Faced with all the demands of God’s law, all our duties towards God and our neighbour, the catechism in the Book of Common Prayer says this:  ‘My good child, know this, that thou art not able to do these things of thyself, nor to walk in the commandments of God, and to serve him, without his special grace’.

There is an element of mercy in knowing that when we fail to be good, that’s only what’s to be expected. There is a grace in a basically pessimistic view of what it is to be human. And yet we do desire to live without resentment and distrust and apathy and whatever else our weaknesses might be. We do want that ‘special grace’ to walk in God’s ways. So the catechism continues: ‘his special grace which thou must learn at all times to call for by diligent prayer.’

When we pray, however stumbling and unfocused our prayers may be, we tap into God’s grace. We begin, however imperceptibly, to conform to the character of God. Listen again to what Paul said about that in our reading this evening: ‘Likewise the Spirit helps us in our weakness; for we do not know how to pray as we ought, but that very Spirit intercedes with sighs too deep for words.’

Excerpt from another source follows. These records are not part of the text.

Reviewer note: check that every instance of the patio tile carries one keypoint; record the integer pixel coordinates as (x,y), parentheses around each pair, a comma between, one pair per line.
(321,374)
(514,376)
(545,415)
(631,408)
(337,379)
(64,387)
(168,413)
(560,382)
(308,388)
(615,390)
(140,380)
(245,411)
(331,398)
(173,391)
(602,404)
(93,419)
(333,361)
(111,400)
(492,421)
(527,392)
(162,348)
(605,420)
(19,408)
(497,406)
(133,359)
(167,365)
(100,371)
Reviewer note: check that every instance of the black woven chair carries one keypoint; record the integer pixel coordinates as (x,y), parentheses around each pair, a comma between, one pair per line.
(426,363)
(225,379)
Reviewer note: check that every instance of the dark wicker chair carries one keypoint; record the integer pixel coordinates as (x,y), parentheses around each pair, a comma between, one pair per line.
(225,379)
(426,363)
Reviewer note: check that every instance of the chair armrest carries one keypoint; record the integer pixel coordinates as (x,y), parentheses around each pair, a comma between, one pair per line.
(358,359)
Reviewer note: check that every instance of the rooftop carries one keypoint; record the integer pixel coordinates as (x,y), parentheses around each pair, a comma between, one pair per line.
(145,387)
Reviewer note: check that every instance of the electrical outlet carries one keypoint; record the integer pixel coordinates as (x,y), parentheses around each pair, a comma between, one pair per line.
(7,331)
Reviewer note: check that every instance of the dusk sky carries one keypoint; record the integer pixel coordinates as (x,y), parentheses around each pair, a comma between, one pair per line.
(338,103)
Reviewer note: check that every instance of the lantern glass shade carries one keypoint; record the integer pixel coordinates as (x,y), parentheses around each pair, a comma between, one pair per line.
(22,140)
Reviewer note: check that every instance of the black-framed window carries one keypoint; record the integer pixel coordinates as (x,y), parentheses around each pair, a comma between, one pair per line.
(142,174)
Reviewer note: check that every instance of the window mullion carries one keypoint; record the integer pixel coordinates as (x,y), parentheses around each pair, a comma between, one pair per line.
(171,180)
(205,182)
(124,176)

The words translated as ‘sighs too deep for words’ are also sometimes translated as ‘inarticulate groans’. We are by no means fully tuned into the mind of God, and yet God’s own Spirit comes to our aid, so that our ‘inarticulate groans’ are transformed into the intercession of the Spirit, ‘sighs too deep for words’.

Paul said, in the verses just before this evening’s reading, ‘the whole creation has been groaning in labour pains until now’ – and ‘we ourselves’ groan too! Our prayers are mere groans, but in the power of the Spirit, they become a sacrifice of praise, ‘too deep for words’.

He continues: ‘And God, who searches the heart, knows what is the mind of the Spirit, because the Spirit intercedes for the saints according to the will of God.’ When God’s own Spirit prays to God the Father, everything falls into place.

Think of King Solomon in our first reading, in that moment of clarity where God came to meet him and somehow by the grace of God he knew how he ought to pray and what he ought to pray for – for wisdom and not for wealth or safety or power or revenge – and God searched his heart and gave him more than he could have prayed for!

Are you and I praying for God to shape our character and our understanding – or just praying to get the things we would like? We ought to pray for both: for God to be at the centre of our lives, and for ourselves to trust him to give us all we need. In the words of the Lord’s Prayer, we should pray equally ‘Hallowed be thy name’ – that our lives would give glory to God – and ‘Give us this day our daily bread’.

Yes, there is no condemnation for us on the day of judgement – but our hope is not exclusively for the future. God knows the harsh reality of our life now, and our inability to deal with it, and he sustains us while we are still weak.

This invitation is open to everyone.

There’s no time to get into the rest of our reading at any depth, but just taste again the triumphal tone of Paul’s words: ‘those whom he foreknew he also predestined to be conformed to the image of his Son, … And those whom he predestined he also called; and those whom he called he also justified; and those whom he justified he also glorified.’ So that ‘neither death, nor life, nor angels, nor rulers, nor things present, nor things to come, nor powers, nor height, nor depth, nor anything else in all creation, will be able to separate us from the love of God in Christ Jesus our Lord.’

God wins – and his triumph is our triumph.